9 Apr
The Rise of the App Cloud
These are heady times for any web developer. Two of the biggest companies on the web are now offering access to what I call their “app cloud” so you can run your web app in a hugely scalable environment. Amazon was first out of the gate with their great combo of S3, EC2 and SimpleDB. Of course, you didn’t expect Google to stand idly by and they have delivered as well with Google App Engine. So, what do they have in common?
You’re limited in what you are allowed to do. It’s really that simple, because in order for you to gain the advantage of being able to have scalability out of the box you are going to have to follow a bunch of rules. Sandboxes are good, but the problem occurs when you fight against the sandbox rather than embrace it’s constraints. Sort of the same thing I see on the CakePHP mailing list where people are determined to do what they want, and who gives a flying fuck what the conventions are. But in this case, you cannot avoid it.
Having looked into the idea of running an app using Amazon’s EC2 + SimpleDB structure for Rallyhat, it looks like it’s pretty simple to get up and running with those tools. I know I’m grossly simplifying the process, but you create your app, create an image, upload it into the cloud and away you go! With Google App Engine, all you can do is create Django-based apps…but they’ve severely limited what you can do as they require you to use a GAE-specific wrapper to talk to things. That means a lot of the cool Python libraries that are out there WILL NOT BE ABLE TO HELP YOU. Maybe that’s just for now, but that’s a pretty serious limitation.
Secondly, both SimpleDB and BigTable have the same limitation in that you cannot do joins, so that means you have zero hope in hell of using any sort of ORM wrapper on your data. It’s all about the denormalized data. Go look it up if you don’t believe me. Now, this can be a problem if you have a very complex database structure that requires a lot relationships between your tables…like most of the apps that use modern web application frameworks. Maybe my thoughts on using a very simple REST-based framework in PHP isn’t such a crazy one for this.
Rallyhat is using relationships between tables because that makes it easier for me. Games belong to Teams, Locations belong to Games, Teams belong to Sports. Also, I’ve been using CakePHP long enough that all my apps are designed around the idea of data having relationships. If I had to denormalize that data by putting it all in one big table essentially, I lose the use of ORM / data mapping. Django lets me do the same sort of relationships as Cake, so why the hell wouldn’t I use it? It’s about speed of development, after all. Quicker to a usable state is really the key here, as you’re bound to spend all sorts of time in maintenance-and-bug-fix mode no matter what.

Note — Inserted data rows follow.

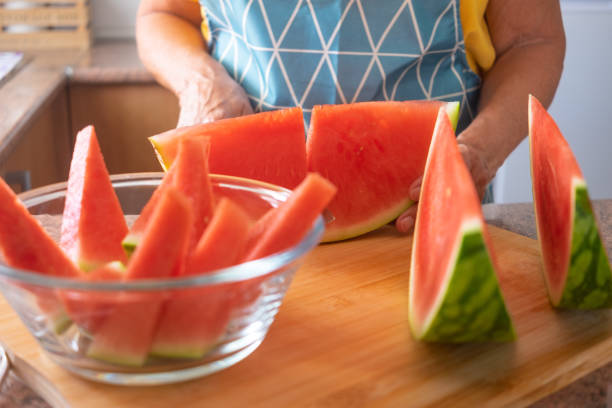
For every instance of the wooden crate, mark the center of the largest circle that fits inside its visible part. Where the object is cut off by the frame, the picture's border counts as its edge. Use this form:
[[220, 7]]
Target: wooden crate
[[44, 24]]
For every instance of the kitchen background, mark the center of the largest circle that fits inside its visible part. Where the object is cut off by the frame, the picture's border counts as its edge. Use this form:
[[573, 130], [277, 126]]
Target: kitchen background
[[581, 107]]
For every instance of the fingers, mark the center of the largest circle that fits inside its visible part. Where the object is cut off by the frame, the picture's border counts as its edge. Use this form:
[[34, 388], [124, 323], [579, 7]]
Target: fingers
[[415, 189], [405, 222]]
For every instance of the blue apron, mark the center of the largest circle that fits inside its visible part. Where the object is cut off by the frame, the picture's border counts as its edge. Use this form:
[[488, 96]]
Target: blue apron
[[289, 53]]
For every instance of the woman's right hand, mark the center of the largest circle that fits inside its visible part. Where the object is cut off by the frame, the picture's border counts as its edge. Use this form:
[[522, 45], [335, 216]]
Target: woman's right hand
[[206, 98]]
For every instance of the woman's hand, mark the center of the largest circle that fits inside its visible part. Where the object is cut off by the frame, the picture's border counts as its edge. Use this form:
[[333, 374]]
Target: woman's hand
[[209, 98], [476, 165]]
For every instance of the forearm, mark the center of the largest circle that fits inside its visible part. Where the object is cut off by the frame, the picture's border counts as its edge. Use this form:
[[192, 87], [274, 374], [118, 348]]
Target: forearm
[[173, 50], [501, 122]]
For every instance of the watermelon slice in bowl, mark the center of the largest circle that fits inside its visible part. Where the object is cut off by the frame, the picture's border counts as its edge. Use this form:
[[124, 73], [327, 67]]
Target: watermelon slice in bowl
[[454, 294], [108, 352], [576, 268]]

So this leads me to what I consider an inevitable conclusion: using an app cloud is only for certain types of applications. What a huge leap in logic, no? All sarcasm aside, this is the same sort of logic that dictates that most web application frameworks are only good for certain types of sites. Once you step up to a certain level of complexity, you have two choices: work really, really hard to simplify things as possible OR understand that you are in the land of Custom Solutions and hope that you are smart enough to come up with one that works. What’s that old adage: simple systems can display complex behaviour? Now that there is a solution for certain types of scalability issues, the trick is to figure out how to build an app to leverage that.
The biggest problem I see with putting your app up in the cloud is the issue of data sharing. Scalability usually requires as little sharing between parts of your application as possible. If you have a central data store, that will forever be your application choke point. Whether it’s clustering or sharding, it is a non-trivial task to build scalable data stores. I haven’t looked at SimpleDB and BigTable enough to form an opinion on whether or not these are viable contenders for this type of solution. Hopefully it is.
It’s ironic to me that while we have a definite rise in the use of frameworks for web application programming, some of the most powerful tools available to build web applications that can handle the complexity of scaling well require you to throw all that stuff away and get back to really simple things. Perhaps this is a good thing, as all these magic methods in frameworks give the developer simplicity, but you become dependent on those magic methods.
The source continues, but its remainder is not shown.